Con el pelo rubio claro y los ojos marrones, Hugh Biggs era el equivalente masculino de su hermana, excepto por los abdominales, los rasgos masculinos y las obvias partes de chico. Hugh no fue a la misma escuela que nosotras, pero siempre había sido amable conmigo cuando iba a su casa. Él era uno de los pocos chicos aparte de Joey con los que no me sentía nerviosa. Hughie nunca me molestó y yo se lo agradecía.
—Bueno, han ido juntos a clase desde parvulitos, y este monstruo de aquí —hizo una pausa para darle un pequeño empujón a Gibsie antes de continuar— ha sido un elemento permanente en mi cocina durante la mayor parte de mi vida. Vive al otro lado de nuestra calle —añadió—. Por desgracia.
—Vamos, muñequita —bromeó—. ¿Esa es la forma de hablar sobre el chico que te dio tu primer beso?

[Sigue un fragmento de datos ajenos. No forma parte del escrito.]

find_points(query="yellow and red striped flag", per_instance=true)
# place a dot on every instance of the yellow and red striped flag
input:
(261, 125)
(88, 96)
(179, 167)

—Eso fue el resultado de un desafortunado juego de la botella —repuso ella, con las mejillas rojas, mientras lo miraba fijamente—. Y te he dicho un millón de veces que dejes de llamarme así.
—Todo es un espectáculo —me contó Gibsie con una gran sonrisa—. En realidad ella me adora.
—En realidad no —replicó Claire, ahora nerviosa—. Lo tolero porque trae galletas a casa. —Se volvió hacia mí y me dijo—: La madre de Gerard tiene una panadería en la ciudad. Sus pasteles están increíblemente deliciosos.
—¡Gibs! Venga, tío. ¡Te está esperando todo el equipo! —gritó alguien desde el otro lado del comedor, lo que hizo que los tres nos girásemos.
Se me paró el corazón durante un brevísimo momento antes de darme un salto mortal en el pecho cuando mis ojos se posaron en Johnny Kavanagh, que estaba en la entrada del comedor gesticulando salvajemente con una mano en el aire y cara de malas pulgas.
—Cinco minutos —respondió Gibsie.
—El entrenador nos quiere allí ahora —ladró Johnny con ese fuerte acento de Dublín que había aprendido a reconocer—. No en cinco minutos, joder —agregó, sin importarle quién lo estuviera escuchando.
Estaba bastante claro que le traía sin cuidado si la gente lo miraba o no.
Ignorándolo, Gibsie le hizo la peineta y volvió su atención a Claire.